The final rule implementing the 60-day report and refund statute was a “mixed bag” for providers because it provided guidance to mitigate risk but perpetuated uncertainty by relying on vague terms, said Robert L. Roth, managing partner at Hooper Lundy & Bookman, PC, and James S. Hinkle, vice-president and chief compliance officer at Ardent Health Services, at the American Health Lawyers Association’s Institute on Medicare and Medicaid Payment Issues. Roth and Hinkle emphasized that the buck stops with providers, even if they did not cause the overpayment.

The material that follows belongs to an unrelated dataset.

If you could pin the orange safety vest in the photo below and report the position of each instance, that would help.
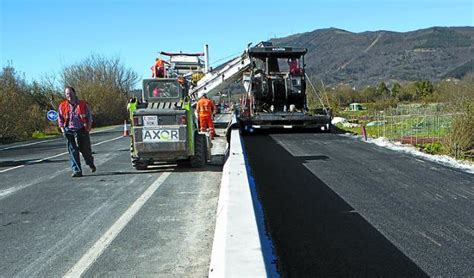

Section 6402(a) of the Patient Protection and Affordable Care Act (ACA) (P.L. 111-148) added Soc. Sec. Act Sec. 1128J(d) to provide that a person that receives an overpayment must report and return the overpayment within 60 days of when the overpayment was identified or when the corresponding cost report was due. CMS issued a final rule (81 FR 7564) February 12, 2016, effective March 4, 2016, implementing section 6402(a). Examples of overpayments include: (1) Medicare payments for noncovered services; (2) Medicare payments in excess of the allowable amount for an identified covered service; (3) errors and nonreimbursable expenditures in cost reports; (4) duplicate payments; (5) lack of medical necessity; and (6) insufficient documentation.
The final rule provides that an overpayment is “identified” if the person fails to act with reasonable diligence and the person in fact received an overpayment. CMS stated that “reasonable diligence” includes both proactive and reactive compliance. Roth and Hinkle concluded that the proactive compliance standard “raises the stakes”–the preamble does not explain the legal basis for proactive compliance, and the standard is “unreasonably vague” in light of possible civil money penalties, exclusion, and False Claims Act liability. They asked if a provider did not but arguably could have identified an overpayment by being proactive, has the provider identified an overpayment and, if so, when does the 60-day deadline start?
An overpayment has not been “identified” until it is quantified or should have been quantified with reasonable diligence. However, CMS declined to adopt a minimum materiality threshold.